Dans l'exercice de la critique et de la protestation, non seulement on gagne en visibilité, mais on donne en même temps un sens à sa propre existence.

1.

Alors que les rues de Buenos Aires murmurent encore quelque chose des chants chaleureux que des centaines de milliers de voix ont chantés pour défendre les universités publiques, le champs Les étudiants universitaires nord-américains vivent un mouvement historique de solidarité internationale dont l’extension, notamment au Canada et au Mexique, est ouverte, même si sa clôture violente définitive est également ouverte.

La même semaine, les rues d'Istanbul et de Paris étaient accueillies par des milliers de manifestants célébrant la fête du Travail. Les trois exemples n’auraient pas grand-chose en commun s’ils n’avaient servi de prétexte à une nouvelle escalade du fléau bestial. Lorsque les manifestants ont tenté de briser le siège de l'emblématique place Taksim, l'air était rempli de gaz lacrymogènes tandis que les balles en caoutchouc dispersaient ceux qui parvenaient à échapper à l'arrestation, contrairement aux 210 malheureux (Al-Jazira).

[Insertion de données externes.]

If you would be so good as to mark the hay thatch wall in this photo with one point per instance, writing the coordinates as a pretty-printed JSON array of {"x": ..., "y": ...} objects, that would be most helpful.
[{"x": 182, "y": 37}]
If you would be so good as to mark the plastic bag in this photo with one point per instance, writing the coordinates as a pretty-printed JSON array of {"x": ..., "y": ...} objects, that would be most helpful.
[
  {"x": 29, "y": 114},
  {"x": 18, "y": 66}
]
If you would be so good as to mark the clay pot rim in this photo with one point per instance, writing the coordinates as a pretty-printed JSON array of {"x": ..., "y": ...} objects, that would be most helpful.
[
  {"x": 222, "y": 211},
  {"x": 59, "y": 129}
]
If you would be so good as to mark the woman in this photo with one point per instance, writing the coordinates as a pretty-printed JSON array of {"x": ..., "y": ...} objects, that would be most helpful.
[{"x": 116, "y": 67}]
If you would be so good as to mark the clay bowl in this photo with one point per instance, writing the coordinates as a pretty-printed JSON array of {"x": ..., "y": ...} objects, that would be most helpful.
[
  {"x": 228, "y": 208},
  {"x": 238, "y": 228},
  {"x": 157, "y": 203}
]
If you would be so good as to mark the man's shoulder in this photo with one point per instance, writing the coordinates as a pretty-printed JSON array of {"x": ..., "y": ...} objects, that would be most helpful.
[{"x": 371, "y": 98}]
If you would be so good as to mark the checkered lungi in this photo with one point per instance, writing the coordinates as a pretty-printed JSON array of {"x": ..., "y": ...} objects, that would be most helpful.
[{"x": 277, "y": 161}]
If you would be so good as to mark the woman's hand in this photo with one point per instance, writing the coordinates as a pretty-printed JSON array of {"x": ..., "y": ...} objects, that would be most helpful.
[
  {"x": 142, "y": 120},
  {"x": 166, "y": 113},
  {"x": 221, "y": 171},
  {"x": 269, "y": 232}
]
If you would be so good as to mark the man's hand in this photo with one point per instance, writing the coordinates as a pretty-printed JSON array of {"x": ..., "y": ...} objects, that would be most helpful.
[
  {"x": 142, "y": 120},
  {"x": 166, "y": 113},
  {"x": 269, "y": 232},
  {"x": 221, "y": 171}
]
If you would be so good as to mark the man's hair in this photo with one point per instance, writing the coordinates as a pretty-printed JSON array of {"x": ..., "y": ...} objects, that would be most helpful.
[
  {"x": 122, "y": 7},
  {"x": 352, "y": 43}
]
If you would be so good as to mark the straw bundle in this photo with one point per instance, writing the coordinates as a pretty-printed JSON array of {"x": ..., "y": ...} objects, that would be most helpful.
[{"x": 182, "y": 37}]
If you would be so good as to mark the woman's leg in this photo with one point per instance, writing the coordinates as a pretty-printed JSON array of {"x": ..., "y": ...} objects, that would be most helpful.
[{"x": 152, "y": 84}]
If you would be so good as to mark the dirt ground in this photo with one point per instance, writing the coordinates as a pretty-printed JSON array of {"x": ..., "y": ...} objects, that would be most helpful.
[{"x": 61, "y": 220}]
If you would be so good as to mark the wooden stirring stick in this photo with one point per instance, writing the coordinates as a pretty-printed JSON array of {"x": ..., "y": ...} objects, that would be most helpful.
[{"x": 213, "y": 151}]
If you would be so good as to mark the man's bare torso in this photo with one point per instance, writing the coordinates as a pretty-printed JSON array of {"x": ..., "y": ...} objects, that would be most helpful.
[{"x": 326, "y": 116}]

A Paris, où des dizaines de milliers de personnes mobilisées ont exprimé, entre autres slogans, leur opposition à la politique des retraites d'Emmanuel Macron, elles ont été confrontées à l'amertume des représailles, avec 54 arrestations (La violence éclate lors des manifestations du 1er mai à Paris). Sans encore connaître avec précision le nombre de détenus aux États-Unis, on estime que plus de 2.500 XNUMX personnes dignes ont été capturées, avec des conséquences possibles même sur leur carrière universitaire. Les deux Amnesty comme Surveillance des droits de l'homme Ils ont dénoncé en détail les violations de la liberté d'expression et le droit de protestation qui en résulte dans ces cas.

Si l'ampleur des actions répressives dévastatrices n'était pas éloquente, un surprenant article de Serge Schmemann dans le journal The New York Times cela reflète peut-être l’importance du mouvement universitaire qui est en train de prendre forme. L'auteur, membre du personnel administratif du journal, a suivi sa première année d'études à Columbia pendant le mouvement contre la guerre du Vietnam de 1968, lorsque « les étudiants » – comme il le dit – « étaient divisés entre les rebelles aux cheveux longs. et les conservateurs aux cheveux courts, avec beaucoup d'indécis au milieu », même s'il estime qu'aujourd'hui il s'oppose aux « étudiants juifs et aux étudiants arabes » en dénonçant non seulement les forces répressives, mais aussi les administrations universitaires (dans ce système il y a pas de co-gouvernement) qui les convoque.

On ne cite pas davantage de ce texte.